Chapter 1 – Wait. What?
"Fuck you, too!" Claire snapped, slamming her hand down on the hood of the taxi that had come centimeters away from grotesquely fracturing the tibia and fibula of her right leg – which not only would have ruined her new jeans, but would also have made her even later than she already was. Mohinder did tend to give her leeway, but she didn't really want to lean on that. Family connections, world saving, and a little casual threatening with a handgun may have bought her an internship at the Company as his lab assistant, but she did want to learn from him. And that was best done when she wasn't reminding him of exactly why it was that he let so much slide.
Interestingly, attempting to take revenge on the man who shot your father in the face – no matter how much, objectively speaking, your father deserved it – often resulted in lingering tension.
Juggling the lattes and croissants that would have been the taxi's real victims, Claire waded upstream through the Reed St. pedestrian rush. Facing this kind of crowd, she briefly let herself wish that she were back in the comfort of Odessa, where good Texan courtesy would have prevented the elbowing she was experiencing. Hell, she'd even settle for Costa Verde, where Californian personal injury lawyers did much the same.

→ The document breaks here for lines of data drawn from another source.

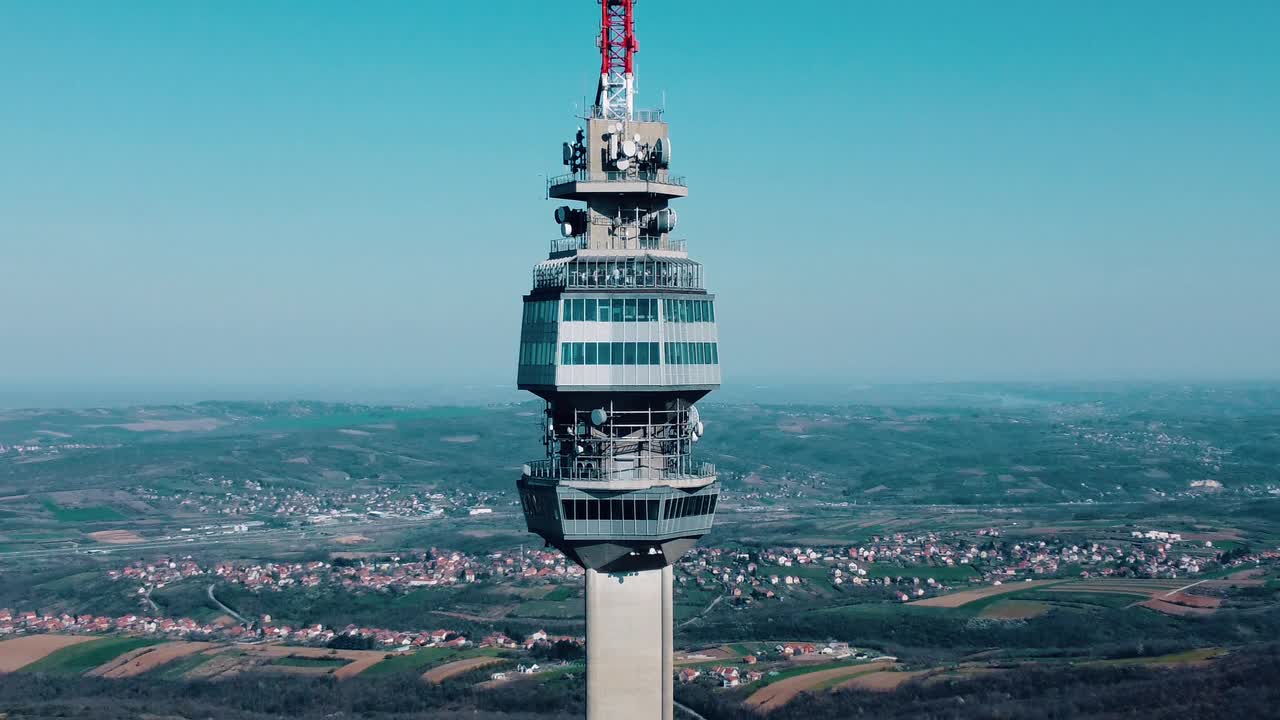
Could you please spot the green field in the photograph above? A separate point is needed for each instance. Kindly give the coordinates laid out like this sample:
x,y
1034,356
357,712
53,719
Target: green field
x,y
95,514
562,610
561,593
940,573
414,662
304,661
176,669
80,659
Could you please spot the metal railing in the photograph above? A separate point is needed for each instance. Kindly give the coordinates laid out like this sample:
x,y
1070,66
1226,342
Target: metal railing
x,y
568,244
649,115
643,242
659,273
659,177
560,469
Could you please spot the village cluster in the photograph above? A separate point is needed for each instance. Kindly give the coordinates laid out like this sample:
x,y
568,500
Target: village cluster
x,y
905,565
250,499
434,568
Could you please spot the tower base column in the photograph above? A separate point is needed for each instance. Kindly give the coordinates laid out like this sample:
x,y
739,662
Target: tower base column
x,y
629,645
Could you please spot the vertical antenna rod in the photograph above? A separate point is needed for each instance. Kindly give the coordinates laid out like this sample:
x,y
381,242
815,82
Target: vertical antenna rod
x,y
615,100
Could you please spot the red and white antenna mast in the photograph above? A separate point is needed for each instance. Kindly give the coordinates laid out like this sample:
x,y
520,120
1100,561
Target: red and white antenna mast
x,y
616,98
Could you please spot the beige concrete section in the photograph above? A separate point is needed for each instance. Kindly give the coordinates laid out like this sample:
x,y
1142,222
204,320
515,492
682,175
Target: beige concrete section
x,y
700,482
668,645
627,646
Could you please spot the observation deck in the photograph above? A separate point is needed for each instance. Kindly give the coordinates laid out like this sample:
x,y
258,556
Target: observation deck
x,y
612,272
585,183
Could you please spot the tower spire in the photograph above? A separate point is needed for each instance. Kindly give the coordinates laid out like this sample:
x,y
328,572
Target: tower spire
x,y
615,99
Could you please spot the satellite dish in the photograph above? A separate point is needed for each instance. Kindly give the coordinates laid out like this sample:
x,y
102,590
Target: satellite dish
x,y
662,153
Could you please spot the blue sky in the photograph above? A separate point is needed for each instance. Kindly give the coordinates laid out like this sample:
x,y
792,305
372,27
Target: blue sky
x,y
350,194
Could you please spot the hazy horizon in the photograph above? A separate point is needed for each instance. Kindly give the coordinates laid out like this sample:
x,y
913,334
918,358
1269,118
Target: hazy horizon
x,y
325,196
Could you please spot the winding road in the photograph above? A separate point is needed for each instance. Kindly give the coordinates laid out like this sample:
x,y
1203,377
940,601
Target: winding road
x,y
219,604
689,711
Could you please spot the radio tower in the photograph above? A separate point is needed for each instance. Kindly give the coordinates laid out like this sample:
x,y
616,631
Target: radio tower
x,y
618,338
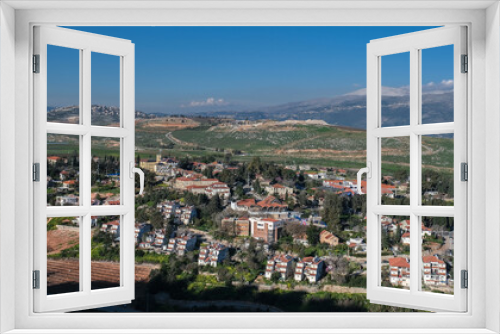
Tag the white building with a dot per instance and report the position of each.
(212, 254)
(279, 263)
(310, 268)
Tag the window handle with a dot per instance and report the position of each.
(368, 171)
(139, 171)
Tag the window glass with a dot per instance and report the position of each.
(63, 85)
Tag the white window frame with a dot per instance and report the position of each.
(85, 44)
(414, 43)
(484, 102)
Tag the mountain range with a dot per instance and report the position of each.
(344, 110)
(350, 109)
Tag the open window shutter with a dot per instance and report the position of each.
(417, 280)
(70, 285)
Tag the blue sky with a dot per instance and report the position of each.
(181, 69)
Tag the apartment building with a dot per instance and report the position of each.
(181, 244)
(266, 229)
(279, 263)
(399, 271)
(310, 268)
(237, 226)
(329, 238)
(435, 272)
(279, 190)
(212, 254)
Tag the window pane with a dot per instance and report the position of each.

Thankfully, the crowd parted just long enough for Claire to dart into the entranceway of the building she was headed to, finally escaping the sticky heat of late spring in New York City. Mounting the stairs to the laboratory-nee-art studio, Claire mused on other means of bypassing ingrained New York rudeness. Maybe if she had a more useful power. Like teleportation. Or six arms to elbow back with. Jesus, what was she going to use immortality for anyway?
One frighteningly unsafe looking elevator ride and two dingy staircases later, Claire passed in front of the hall windows of the loft. Mohinder, hunched over his laptop, was visible inside. So was Maya. As the Company's third favorite means of mass destruction, Mohinder had been working extensively with Maya to study her ability and isolate the toxic biological agents for over two years now.
Claire tapped lightly on the glass of the door; Maya glanced up and flashed her typical wide grin at Claire. Mohinder – preoccupied as usual – would have to suffer the consequences.
Dropping her keys on the table near the door, Claire slung her messenger bag across her shoulders, and crossed the ever more scuffed depiction of Peter's explosion to join Maya. Silently, she handed off a latte to the older woman before focusing her attention on Mohinder's research. Eyes darting over the data patterns she couldn't quite parse, but that he nonetheless was skimming through effortlessly, Claire asked conversationally, "Any progress?"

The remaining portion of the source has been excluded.